В картине возникает множество подобных контрапунктов. Немало и цитат. Пусть ссылки на чужие работы режиссёр использовал не так часто, в сцене с автобусом фанатов неаполитанской футбольной команды явно имеется аллюзия к ленте «Рим — открытый город». Впрочем, последняя для Феллини вовсе не чужая.

Фильм не искрит оптимизмом, автор в нём тоскует. Это не ностальгия в понимании Тарковского, но именно тоска. Грусть по прошлому, по доброму немеркантильному итальянцу, которого сейчас не встретишь на улочках Рима. У старого, традиционного нет средств противостоять наступающему будущему. Наиболее наглядный образ возникает в сцене с фресками, найденными в метро. Современные метростроевцы опасливо предохраняются от древностей масками, тогда как изображения двухтысячелетней давности совершенно беззащитны и тают на глазах изумлённых людей.

Однако апогеем тоски по духу итальянцев является эпизод с приёмом у княгини, в котором режиссёр совершает важный переход от реализма к лёгкому сюрреализму. Ключевое значение здесь приобретает сцена дефиле моделей современной церковной одежды. Разумеется, сразу напрашивается аналогия с «показом», который зрители видели в борделе в середине фильма, но это не главное. Если поначалу наряды для модных священников вызывают улыбки, то ближе к концу они начинают пугать. Испещрённый лампочками и блёстками костюм епископа не предполагает места для человека. Духовенство без людей. Чем дальше, тем страшнее маски. По подиуму проплывает корабль смерти — современное преломление сюжета «memento mori»[56], который можно увидеть на стенах католических соборов, а также в фильмах Бергмана и Тарковского. Последний, кстати, отказываясь от образного выражения этой темы, предпочитал напоминать зрителю о смерти без иносказания — прямым текстом. Ну а завершает шествие у Феллини римский папа в костюме, вызывающем ассоциации с Гудвином из «Волшебника изумрудного города».

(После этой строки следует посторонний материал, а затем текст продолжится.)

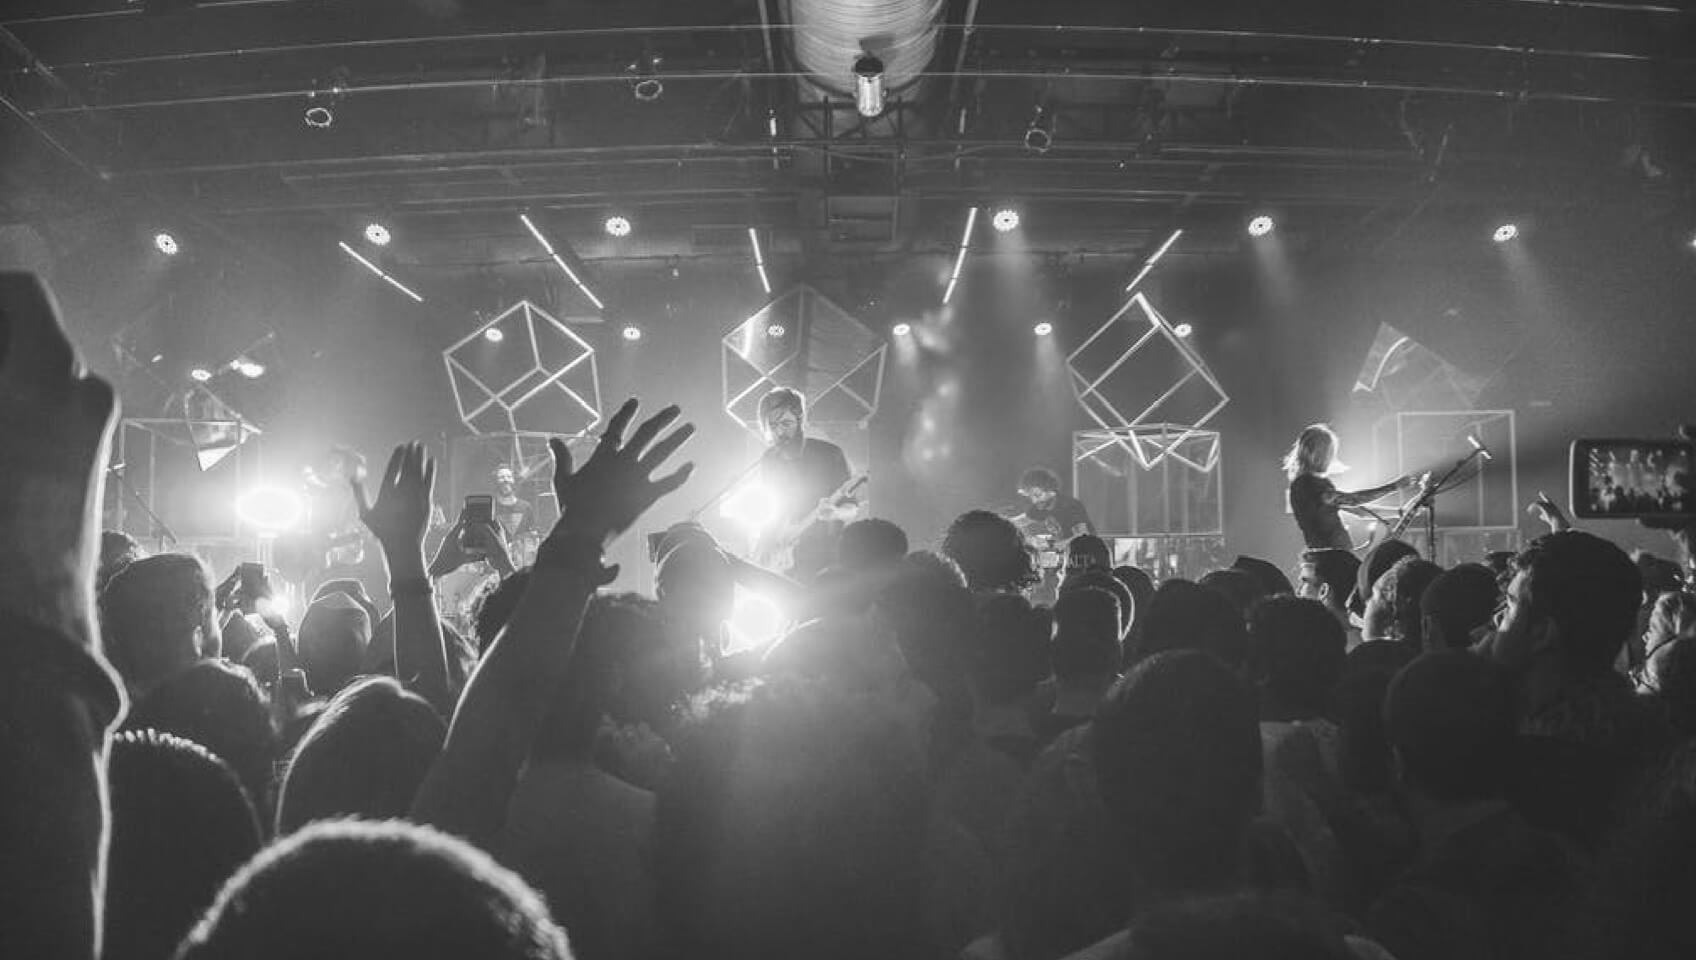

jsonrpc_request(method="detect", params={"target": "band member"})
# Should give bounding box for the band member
[1014,467,1096,541]
[290,445,373,591]
[492,464,536,542]
[756,388,857,581]
[1284,424,1416,551]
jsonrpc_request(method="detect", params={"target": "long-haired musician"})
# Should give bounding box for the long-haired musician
[1284,424,1416,551]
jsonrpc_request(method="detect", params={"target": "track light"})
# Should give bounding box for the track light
[154,232,179,256]
[622,325,643,341]
[1033,321,1054,337]
[1247,215,1275,237]
[364,223,391,246]
[991,208,1020,232]
[1492,223,1518,243]
[338,241,424,303]
[1024,107,1052,154]
[891,322,912,337]
[604,216,632,238]
[854,54,885,119]
[941,207,979,305]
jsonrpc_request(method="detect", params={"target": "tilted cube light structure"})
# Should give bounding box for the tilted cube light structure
[443,299,602,438]
[721,285,886,436]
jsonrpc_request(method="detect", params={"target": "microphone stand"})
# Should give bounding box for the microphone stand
[1403,444,1491,560]
[109,465,179,551]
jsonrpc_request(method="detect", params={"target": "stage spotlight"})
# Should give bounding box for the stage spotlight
[364,223,391,246]
[303,104,334,128]
[234,358,266,378]
[1173,322,1194,338]
[766,323,786,338]
[236,485,306,533]
[154,232,179,256]
[991,208,1020,232]
[726,584,785,654]
[189,366,213,382]
[1033,321,1054,337]
[1492,223,1519,243]
[604,215,632,238]
[622,325,643,341]
[1247,215,1275,237]
[891,322,912,337]
[854,54,885,119]
[720,480,778,534]
[483,327,504,343]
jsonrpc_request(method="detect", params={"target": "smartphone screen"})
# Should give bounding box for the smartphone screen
[462,494,494,526]
[238,561,266,598]
[1570,439,1695,519]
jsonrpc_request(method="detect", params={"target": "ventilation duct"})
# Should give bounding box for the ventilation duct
[787,0,946,106]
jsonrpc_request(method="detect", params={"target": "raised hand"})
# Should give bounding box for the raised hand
[1527,490,1571,533]
[547,399,696,550]
[352,442,437,552]
[0,273,119,648]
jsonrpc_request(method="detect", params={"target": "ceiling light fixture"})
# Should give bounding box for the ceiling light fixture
[484,328,504,343]
[604,215,632,238]
[1125,228,1183,292]
[941,206,979,305]
[891,322,912,337]
[519,213,605,311]
[338,241,424,303]
[1247,215,1275,237]
[854,54,885,119]
[364,223,391,246]
[154,232,179,256]
[1492,223,1519,243]
[1024,106,1052,154]
[622,325,643,341]
[1033,321,1054,337]
[991,208,1020,232]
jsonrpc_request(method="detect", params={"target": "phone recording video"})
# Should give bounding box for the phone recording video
[461,494,494,526]
[1570,439,1695,519]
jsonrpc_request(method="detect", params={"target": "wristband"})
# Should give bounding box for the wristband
[534,533,616,585]
[389,576,434,600]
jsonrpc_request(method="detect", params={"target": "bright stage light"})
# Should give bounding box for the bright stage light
[154,232,179,256]
[726,584,785,654]
[991,208,1020,232]
[1033,321,1054,337]
[364,223,391,246]
[621,324,643,341]
[766,323,786,338]
[484,327,504,343]
[604,216,632,237]
[1173,322,1194,338]
[234,358,266,378]
[720,480,778,534]
[1247,215,1275,237]
[189,366,213,382]
[891,322,912,337]
[1492,223,1519,243]
[236,486,306,533]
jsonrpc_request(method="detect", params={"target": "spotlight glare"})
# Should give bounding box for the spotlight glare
[1247,215,1275,237]
[622,325,643,341]
[154,232,179,256]
[1033,321,1054,337]
[720,481,778,534]
[1492,223,1519,243]
[891,322,912,337]
[235,486,306,533]
[991,208,1020,232]
[766,323,786,338]
[483,327,504,343]
[1173,322,1194,338]
[364,223,391,246]
[604,216,632,238]
[235,359,266,378]
[189,366,212,382]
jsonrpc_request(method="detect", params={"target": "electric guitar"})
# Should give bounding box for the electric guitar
[1351,472,1435,554]
[753,473,868,572]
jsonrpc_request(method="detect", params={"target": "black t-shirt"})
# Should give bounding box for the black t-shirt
[761,437,853,578]
[495,496,535,540]
[1024,493,1095,541]
[1289,473,1350,551]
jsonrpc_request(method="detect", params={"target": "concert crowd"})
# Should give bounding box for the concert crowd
[9,267,1696,960]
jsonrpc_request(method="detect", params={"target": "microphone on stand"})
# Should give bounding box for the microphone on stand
[1467,435,1494,462]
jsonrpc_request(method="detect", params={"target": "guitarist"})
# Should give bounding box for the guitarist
[1284,423,1418,551]
[755,388,858,582]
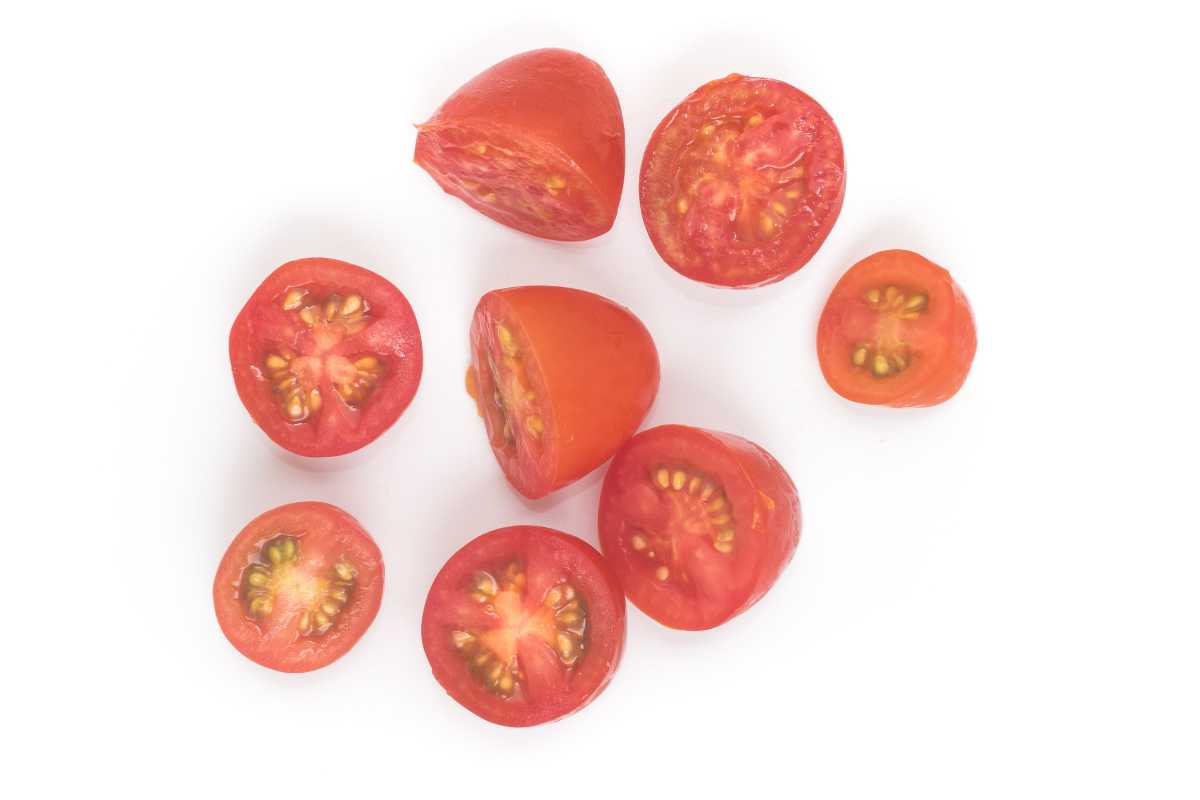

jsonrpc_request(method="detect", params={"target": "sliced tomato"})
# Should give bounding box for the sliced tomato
[229,257,422,457]
[598,425,800,630]
[414,48,625,241]
[817,249,977,406]
[466,286,659,499]
[639,74,845,288]
[422,526,626,727]
[213,502,384,673]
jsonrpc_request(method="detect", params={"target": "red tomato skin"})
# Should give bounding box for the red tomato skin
[213,502,384,673]
[470,286,660,499]
[421,526,626,727]
[229,257,423,457]
[598,425,801,631]
[414,48,625,241]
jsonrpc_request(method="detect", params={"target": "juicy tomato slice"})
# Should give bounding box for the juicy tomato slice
[598,425,800,630]
[466,286,659,499]
[422,526,626,727]
[229,257,423,457]
[817,249,977,407]
[213,502,384,673]
[640,74,845,288]
[414,48,625,241]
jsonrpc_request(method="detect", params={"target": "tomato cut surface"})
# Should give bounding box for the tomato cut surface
[229,258,422,457]
[640,74,845,287]
[414,48,625,241]
[422,526,625,727]
[467,286,659,499]
[598,425,800,630]
[817,249,977,407]
[213,502,383,673]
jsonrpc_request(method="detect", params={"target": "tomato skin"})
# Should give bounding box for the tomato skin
[229,257,423,457]
[639,74,845,288]
[817,249,977,407]
[213,502,384,673]
[421,526,626,727]
[598,425,801,631]
[469,286,660,499]
[414,48,625,241]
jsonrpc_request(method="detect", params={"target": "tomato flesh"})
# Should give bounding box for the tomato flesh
[598,425,800,630]
[213,502,384,673]
[817,249,977,406]
[640,74,845,287]
[422,526,626,726]
[229,258,422,456]
[415,48,625,241]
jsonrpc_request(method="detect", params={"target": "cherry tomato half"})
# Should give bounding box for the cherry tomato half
[598,425,800,630]
[640,74,845,287]
[467,286,660,499]
[817,249,977,406]
[422,526,626,727]
[213,502,384,673]
[229,257,423,457]
[415,48,625,241]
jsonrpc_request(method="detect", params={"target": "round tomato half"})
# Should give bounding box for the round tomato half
[598,425,800,630]
[214,502,384,673]
[422,526,626,727]
[229,257,423,457]
[414,48,625,241]
[467,286,660,499]
[640,74,845,288]
[817,249,977,407]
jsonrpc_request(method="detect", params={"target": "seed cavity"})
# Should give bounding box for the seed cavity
[851,285,929,379]
[642,465,739,563]
[239,536,356,638]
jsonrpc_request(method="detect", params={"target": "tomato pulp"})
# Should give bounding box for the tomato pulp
[422,526,626,726]
[213,502,384,672]
[640,74,845,287]
[229,257,423,456]
[415,48,625,241]
[598,425,800,630]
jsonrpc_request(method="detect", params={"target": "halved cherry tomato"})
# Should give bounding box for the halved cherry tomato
[598,425,800,630]
[640,74,845,288]
[422,526,626,727]
[229,257,423,457]
[213,502,384,673]
[414,48,625,241]
[467,286,659,499]
[817,249,977,406]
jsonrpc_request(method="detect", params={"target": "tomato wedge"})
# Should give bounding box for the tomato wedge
[817,249,977,406]
[598,425,800,630]
[467,286,659,499]
[414,48,625,241]
[422,526,626,727]
[213,502,384,673]
[640,74,845,287]
[229,257,423,457]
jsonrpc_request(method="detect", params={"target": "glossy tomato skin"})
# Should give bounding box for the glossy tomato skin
[598,425,800,630]
[817,249,976,407]
[421,526,626,727]
[229,257,422,457]
[213,502,384,673]
[415,48,625,241]
[640,74,845,288]
[469,286,659,499]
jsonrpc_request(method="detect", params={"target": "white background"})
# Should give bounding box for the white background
[4,1,1197,797]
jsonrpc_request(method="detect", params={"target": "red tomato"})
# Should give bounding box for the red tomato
[467,286,659,499]
[598,425,800,630]
[229,257,422,457]
[639,74,845,288]
[422,526,626,727]
[213,502,384,673]
[817,249,977,406]
[414,48,625,241]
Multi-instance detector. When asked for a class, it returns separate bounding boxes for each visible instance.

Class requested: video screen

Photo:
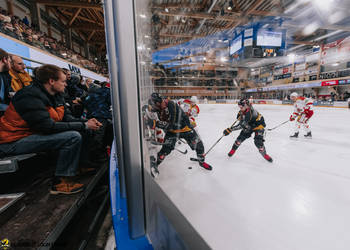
[257,29,283,47]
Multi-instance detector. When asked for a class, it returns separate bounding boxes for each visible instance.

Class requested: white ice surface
[154,104,350,250]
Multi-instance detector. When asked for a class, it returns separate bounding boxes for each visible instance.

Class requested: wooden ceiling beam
[98,43,105,51]
[60,9,103,25]
[87,30,96,41]
[68,8,81,26]
[70,25,104,31]
[288,40,318,45]
[92,9,104,24]
[157,38,192,50]
[234,0,240,11]
[89,41,106,45]
[158,52,208,64]
[49,7,88,41]
[157,11,239,22]
[151,3,203,9]
[159,33,203,38]
[245,0,265,15]
[35,0,101,9]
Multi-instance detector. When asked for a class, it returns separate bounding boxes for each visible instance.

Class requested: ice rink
[153,104,350,250]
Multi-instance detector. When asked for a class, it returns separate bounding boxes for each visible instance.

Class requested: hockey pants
[294,112,313,134]
[157,130,204,162]
[232,129,267,154]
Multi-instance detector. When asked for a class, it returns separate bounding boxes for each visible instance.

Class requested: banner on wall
[321,36,350,65]
[313,101,334,106]
[338,79,350,85]
[29,49,107,82]
[321,80,338,86]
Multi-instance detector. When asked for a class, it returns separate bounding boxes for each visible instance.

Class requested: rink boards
[152,104,350,250]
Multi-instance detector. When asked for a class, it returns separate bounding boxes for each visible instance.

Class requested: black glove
[223,127,233,136]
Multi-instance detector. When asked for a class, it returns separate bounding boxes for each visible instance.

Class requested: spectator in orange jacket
[9,55,32,92]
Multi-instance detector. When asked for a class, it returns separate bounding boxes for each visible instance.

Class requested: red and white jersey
[180,99,200,117]
[292,96,313,118]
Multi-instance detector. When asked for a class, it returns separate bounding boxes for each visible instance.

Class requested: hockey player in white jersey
[179,96,200,128]
[248,96,254,105]
[289,92,314,138]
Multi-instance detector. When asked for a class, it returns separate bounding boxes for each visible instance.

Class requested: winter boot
[228,148,236,157]
[304,132,312,138]
[290,132,299,138]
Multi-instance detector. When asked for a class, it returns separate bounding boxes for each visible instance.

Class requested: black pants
[158,129,204,158]
[232,129,265,151]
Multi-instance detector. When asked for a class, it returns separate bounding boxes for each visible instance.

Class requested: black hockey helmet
[238,98,250,107]
[148,92,163,110]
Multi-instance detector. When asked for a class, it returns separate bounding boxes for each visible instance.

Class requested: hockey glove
[289,115,295,121]
[223,127,233,136]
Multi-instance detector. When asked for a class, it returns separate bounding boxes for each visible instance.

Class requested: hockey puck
[188,167,192,169]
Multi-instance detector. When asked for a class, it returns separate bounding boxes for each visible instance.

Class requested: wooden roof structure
[33,0,350,70]
[35,0,106,52]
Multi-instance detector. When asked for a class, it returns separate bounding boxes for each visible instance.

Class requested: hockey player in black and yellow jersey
[223,98,273,162]
[147,93,212,171]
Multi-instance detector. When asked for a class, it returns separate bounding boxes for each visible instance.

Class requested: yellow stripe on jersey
[169,126,192,133]
[253,125,265,131]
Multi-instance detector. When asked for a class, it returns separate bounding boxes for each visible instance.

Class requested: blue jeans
[0,131,83,176]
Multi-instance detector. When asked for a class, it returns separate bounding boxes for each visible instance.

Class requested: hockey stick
[150,140,188,154]
[267,120,289,131]
[190,135,224,161]
[190,120,239,161]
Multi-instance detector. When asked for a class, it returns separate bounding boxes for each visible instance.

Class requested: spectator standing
[0,64,102,194]
[22,16,29,26]
[9,55,32,91]
[0,48,12,115]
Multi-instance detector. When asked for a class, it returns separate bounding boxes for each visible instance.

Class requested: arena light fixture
[302,22,319,35]
[312,0,333,11]
[288,53,295,63]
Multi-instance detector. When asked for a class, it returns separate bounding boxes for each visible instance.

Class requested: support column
[45,6,52,37]
[66,28,72,50]
[29,1,42,30]
[84,43,90,59]
[6,0,14,15]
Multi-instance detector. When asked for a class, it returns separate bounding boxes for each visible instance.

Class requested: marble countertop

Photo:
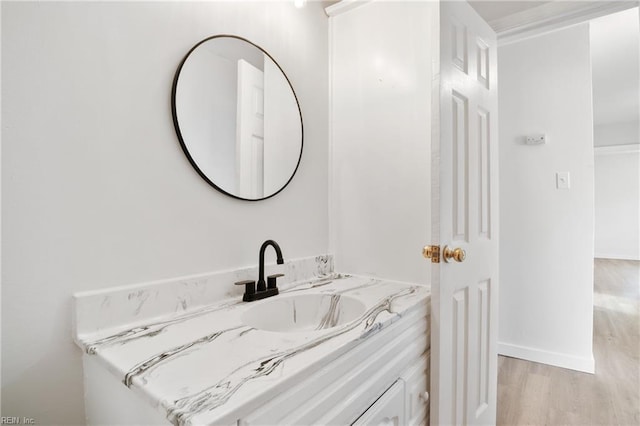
[77,273,430,425]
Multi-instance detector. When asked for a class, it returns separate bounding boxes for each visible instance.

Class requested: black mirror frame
[171,34,304,202]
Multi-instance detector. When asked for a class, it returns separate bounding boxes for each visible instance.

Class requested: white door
[429,2,499,425]
[236,59,265,199]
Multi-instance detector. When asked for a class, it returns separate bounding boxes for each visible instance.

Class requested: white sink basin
[241,293,366,333]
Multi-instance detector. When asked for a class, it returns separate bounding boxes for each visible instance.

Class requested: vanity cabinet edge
[238,306,430,426]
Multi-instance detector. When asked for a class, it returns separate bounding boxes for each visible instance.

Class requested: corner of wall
[498,342,595,374]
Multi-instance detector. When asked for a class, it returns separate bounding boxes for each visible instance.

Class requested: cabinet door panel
[402,352,430,426]
[352,380,405,426]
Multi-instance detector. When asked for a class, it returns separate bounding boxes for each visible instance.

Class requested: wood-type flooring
[497,259,640,425]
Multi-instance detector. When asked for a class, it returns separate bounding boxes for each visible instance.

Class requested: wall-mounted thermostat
[526,134,546,145]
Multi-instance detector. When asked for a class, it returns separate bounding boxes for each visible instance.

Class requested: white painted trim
[594,144,640,155]
[324,0,372,17]
[328,14,336,259]
[496,1,638,46]
[498,342,595,374]
[0,0,3,414]
[595,253,640,261]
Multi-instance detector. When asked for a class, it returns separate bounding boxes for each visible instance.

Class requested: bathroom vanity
[73,256,430,425]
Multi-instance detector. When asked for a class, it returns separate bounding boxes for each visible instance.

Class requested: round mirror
[172,35,303,201]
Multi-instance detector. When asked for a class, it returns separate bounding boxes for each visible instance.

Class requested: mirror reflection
[172,35,303,200]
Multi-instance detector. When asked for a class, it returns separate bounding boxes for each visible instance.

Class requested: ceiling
[325,1,551,21]
[468,1,551,23]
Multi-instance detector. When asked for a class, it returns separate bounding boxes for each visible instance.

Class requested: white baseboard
[595,253,640,261]
[498,342,595,374]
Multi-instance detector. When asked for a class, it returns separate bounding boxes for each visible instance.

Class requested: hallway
[497,258,640,425]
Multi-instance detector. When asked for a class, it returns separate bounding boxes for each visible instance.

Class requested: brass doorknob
[443,246,465,263]
[422,245,440,263]
[422,245,436,259]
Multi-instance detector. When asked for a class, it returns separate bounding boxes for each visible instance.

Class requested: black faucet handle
[234,280,256,297]
[267,273,284,289]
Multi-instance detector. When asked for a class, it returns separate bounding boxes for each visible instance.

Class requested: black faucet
[235,240,285,302]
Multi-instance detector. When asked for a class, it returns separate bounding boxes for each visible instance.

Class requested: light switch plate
[556,171,570,189]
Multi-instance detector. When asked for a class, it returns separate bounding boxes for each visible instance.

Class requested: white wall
[1,2,328,424]
[330,1,433,285]
[498,25,595,373]
[590,7,639,126]
[594,146,640,260]
[594,120,640,147]
[590,7,639,261]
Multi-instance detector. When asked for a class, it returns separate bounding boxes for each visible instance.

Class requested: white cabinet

Но всё-таки главный предмет тоски режиссёра — именно город прошлого, ведь в нём-то и обитал утраченный дух. Нет, на этот раз речь вовсе не о мифических временах, когда волчица кормила Ромула и Рема. Это было совсем недавно, в детстве и юности Федерико. А современная столица Италии вызывает тревогу. Она комфортнее для приезжих, чем для коренных жителей, каждый из которых хоть немного, да ретроград. Американский писатель Гор Видал, говорит прямо в фильме: «Рим — то место, где можно ожидать конца света. Он так много пережил, что любой конец здесь станет сказкой». В этой фразе нет любви к Вечному городу, но что, безусловно, роднит Видала с Феллини и Тарковским, так это предчувствие апокалипсиса. В отличие от литератора Анна Маньяни, подлинная итальянка, ставшая после картины «Рим — открытый город» и «Мама Рома» кинематографической иконой, отказывается что-либо говорить Федерико. В её уходе от ответа гораздо больше любви, чем в иных словах. Лента заканчивается сценой, в которой зрители видят «новых римлян» — юных мотоциклистов, не могущих из-за скорости и тряски наслаждаться красотой.

Имя режиссёра Эрманно Ольми широко известно за пределами Италии. Он снял более полусотни работ, отметился на множестве фестивалей, но всё же его славу за рубежом невозможно сравнивать с любовью внутри страны. Ольми — автор итальянского народного кино. И одна из важнейших его картин на этом поприще — «Дерево для башмаков» (1978).

В творчестве многих режиссёров есть фильм, уходящий корнями в детство. Вот и «Дерево для башмаков» выросло из историй, которые маленькому Эрманно рассказывал его дедушка. Через несколько десятилетий они обрели плоть, форму, и вот уже главный герой по имени Батисти излагает страшные сюжеты другим персонажам ленты, что придаёт ей классическую форму, утвердившуюся ещё до того, как Боккаччо начал писать «Декамерон».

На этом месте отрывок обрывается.